BRUSSELS, Belgium (AP) _ Sabena Airlines president Christoph Muller on Thursday announced ``drastic and urgent ″ restructuring plans resulting in job cuts and reduced services as the company tries to come back to profitability.

``These drastic and urgent recovery measures are necessary to continue the development of the Sabena Group,″ Muller said in a statement.

Sabena said it expects to post an operating loss of 5.9 billion francs ($123 million) for this year and said the forecasts for 2001 didn’t look better.

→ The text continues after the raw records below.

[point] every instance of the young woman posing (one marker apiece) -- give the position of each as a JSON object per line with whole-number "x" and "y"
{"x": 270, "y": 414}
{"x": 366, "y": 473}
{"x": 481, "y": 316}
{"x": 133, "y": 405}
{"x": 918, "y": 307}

As a result, Sabena said it will seek to cut between 400 and 500 jobs and end service on long-haul routes from Brussels to both Johannesburg, South Africa, and Newark, N.J. It said the two routes were running at heavy losses.

The airline, which is controlled by Switzerland’s SAir Group, parent company of Swissair, already has grounded several Airbus A340 aircraft to try to stem the losses.

Despite the poor financial situation at the Brussels-based airline, SAir Group announced earlier this year that it was increasing its stake in Sabena to 85 percent from its current 49.5 percent, subject to regulatory approval.

``In the last months, the financial situation of the Sabena Group has rapidly deteriorated due to both internal and external reasons,″ said Sabena.

The airline blames high fuel prices, the strong U.S. dollar and competition as well as rising labor costs and the high costs of renewing and updating its fleet.

Sabena posted a first-half operating loss of 2.4 billion francs ($50 million). It had a profit of 16 billion francs ($333 million) in the same period last year.